A delicate finger reached over and Evie pressed the monitor's power button, causing the images to disappear, and kissed him again.
"Ethan, come on. I can pull rank on you if you want," she insisted gently, playfully, a hand on his cheek bringing his gaze to meet hers as she gifted him an understanding smile. He wasn't sure it was possible to get tired of the way she kissed him, the way she looked at him.
Five days since they had rekindled things was more than enough for him to realise he was in love with her, and he'd quickly stopped caring whether that was natural or the vaccine. She may not have had the same intensity to her presence as Nia, but Evie was no easier for him to say no to. Diligent, dedicated and considered, if occasionally quietly understated, she was a force of nature in her own right and certainly was't quick to take no for an answer, insistent as a warm spring breeze.

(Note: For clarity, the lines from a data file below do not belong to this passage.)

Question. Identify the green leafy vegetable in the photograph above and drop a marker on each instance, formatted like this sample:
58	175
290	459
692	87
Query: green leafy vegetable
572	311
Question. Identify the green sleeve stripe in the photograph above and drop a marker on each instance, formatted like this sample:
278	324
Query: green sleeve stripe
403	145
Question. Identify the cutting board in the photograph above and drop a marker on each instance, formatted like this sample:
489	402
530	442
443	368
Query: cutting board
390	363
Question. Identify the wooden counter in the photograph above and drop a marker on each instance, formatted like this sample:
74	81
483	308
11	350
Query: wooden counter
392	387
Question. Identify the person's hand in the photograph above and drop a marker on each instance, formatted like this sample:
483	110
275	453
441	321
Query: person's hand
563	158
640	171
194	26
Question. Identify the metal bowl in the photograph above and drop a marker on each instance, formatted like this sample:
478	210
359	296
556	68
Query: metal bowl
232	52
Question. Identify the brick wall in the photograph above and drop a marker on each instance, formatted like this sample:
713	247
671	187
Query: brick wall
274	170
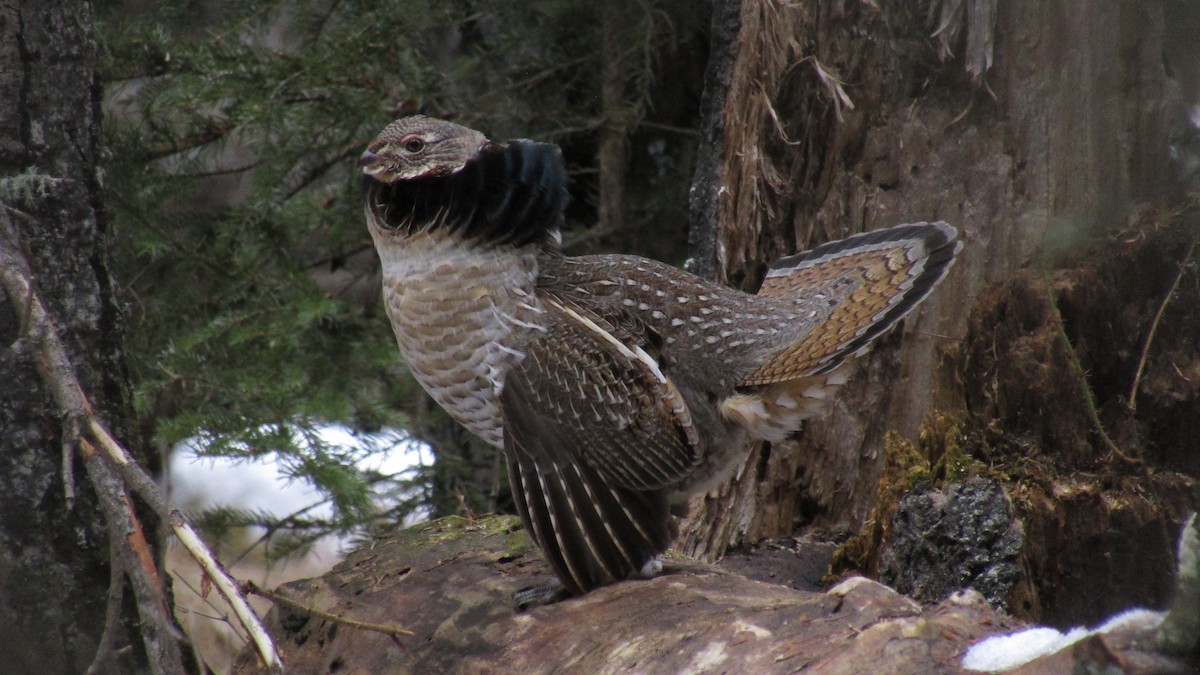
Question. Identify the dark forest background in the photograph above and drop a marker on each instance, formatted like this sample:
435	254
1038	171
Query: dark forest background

There was still an occasional sadness to her too, something that slipped through every so often with a reluctance to be drawn on past relationships and the loss that had caused her to step back from Ethan once before. He wanted to help, but was smart enough not to press either, letting her cover over any lingering hurt with the moment to moment they were getting to share now.
It was only once she kissed him a third time that he realised he'd become caught in the brown of her eyes for several heartbeats longer than he meant to. "Fine," he said, relenting gladly, even after such a short space of time they knew how easy it was to just surrender to each other. "You win. I wasn't getting far with it anyway."